まず「AVAILABLE TENSIONS」の「AVAILABLE」とは「可能な」とか「使用できる」という意味なので、使用可能なテンションということになります。
まずは前回のダイアトニックテンションを思い出してください。
【メジャー系コード】
Ionian = Ⅰ△7 = 【9.11.13】
Lydian = Ⅳ△7 = 【9.♯11.13】
Mixolydian = Ⅴ7 = 【9.11.13】
【マイナー系コード】
Dorian = Ⅱm7 = 【9.11.13】
Phrygian = Ⅲm7 = 【♭9.11.♭13】
Aeolian = Ⅵm7 = 【9.11.♭13】
【ディミニッシュ系コード】
Locrian = Ⅶф = 【♭9.11.♭13】
このダイアトニックテンションの中から、今回の「アヴェイラブルテンション」である「使用可能なテンション」を割り出していきます。
使用可能なテンションとはどういう意味でしょう?
それはコードに対して滑らかなサウンドを与えてくれるテンションのことを指します。複数のテンションがあるので、その中には少し奇抜といいますか特徴的なサウンドになるテンションもあるので、コードに対して馴染みやすいサウンドを作ってくれるテンションのことです。

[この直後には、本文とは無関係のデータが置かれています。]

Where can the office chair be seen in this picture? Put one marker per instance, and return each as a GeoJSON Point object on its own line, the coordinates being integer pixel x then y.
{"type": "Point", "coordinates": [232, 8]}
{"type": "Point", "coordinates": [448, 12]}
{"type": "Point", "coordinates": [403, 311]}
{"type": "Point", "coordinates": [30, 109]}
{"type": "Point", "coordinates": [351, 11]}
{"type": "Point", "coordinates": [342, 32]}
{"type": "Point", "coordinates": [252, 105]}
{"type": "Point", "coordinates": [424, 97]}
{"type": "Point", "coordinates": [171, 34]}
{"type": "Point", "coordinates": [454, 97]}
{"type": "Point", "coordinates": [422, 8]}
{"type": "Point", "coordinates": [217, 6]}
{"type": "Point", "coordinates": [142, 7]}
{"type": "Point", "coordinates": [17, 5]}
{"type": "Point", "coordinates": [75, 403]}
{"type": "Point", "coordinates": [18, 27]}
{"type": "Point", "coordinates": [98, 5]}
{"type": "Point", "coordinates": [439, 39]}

「アヴェイラブルテンション」には条件があり、その条件を満たしているテンションが「アヴェイラブルテンション」になります。
その条件とは、コードトーンに対してインターバルがM9thの位置にある音がアヴェイラブルテンションとなります。
下の図を見てください。
この条件をMODEに当てはめてみると
詳細に説明すると、例えばIonianでは「1」は「ド」です、「2」は「レ」、「ド」から「レ」は1音階、インターバルではM2ndなので「2」の「レ」の1オクターブ上の9thの音はアヴェイラブルテンションになります。

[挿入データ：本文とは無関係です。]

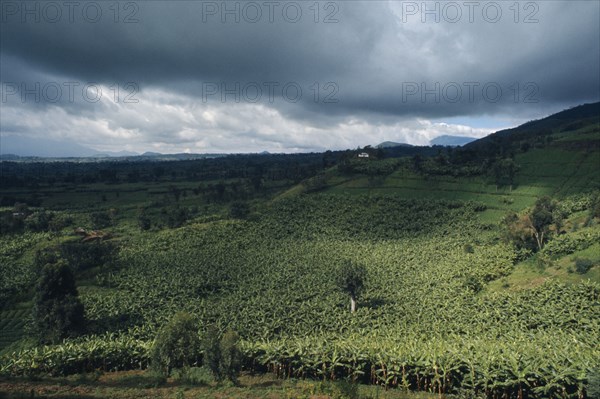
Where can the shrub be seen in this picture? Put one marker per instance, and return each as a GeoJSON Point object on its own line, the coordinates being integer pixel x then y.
{"type": "Point", "coordinates": [57, 312]}
{"type": "Point", "coordinates": [177, 344]}
{"type": "Point", "coordinates": [222, 355]}
{"type": "Point", "coordinates": [193, 375]}
{"type": "Point", "coordinates": [239, 210]}
{"type": "Point", "coordinates": [582, 265]}
{"type": "Point", "coordinates": [231, 357]}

次にコードトーンの「3」の「ミ」から「4」の「ファ」では「ミ」から「ファ」は半音階、インターバルではm2ndなので「4」の「ファ」の1オクターブ上の11thの音はアヴェイラブルテンションではないということです。
これらをまとめると以下のようになります。
【メジャー系コードのAVAILABLE TENSIONS】
Ionian = Ⅰ△7 = 【9.13】
Lydian = Ⅳ△7 = 【9.♯11.13】
Mixolydian = Ⅴ7 = 【9.13】
【マイナー系コードのAVAILABLE TENSIONS】
Dorian = Ⅱm7 = 【9.11.13】
Phrygian = Ⅲm7 = 【11】
Aeolian = Ⅵm7 = 【9.11】
【ディミニッシュ系コードのAVAILABLE TENSIONS】
Locrian = Ⅶф = 【11.♭13】
図の中にDorianの13thは♭3thのトライトーンとなる為、使い方には注意が必要と書いています。
これはトライトーンというインターバルがあり、このトライトーンはとても特徴的な働きをするインターバルなので、使用する状況によっては他とは違う特徴的なサウンドを作ることがあるということです。
トライトーンに関しても、今後理論を進めていく上で説明していきたいと思います。
これらの知識は、作曲やアレンジ、アドリブ演奏などで使える知識なので覚えておきましょう!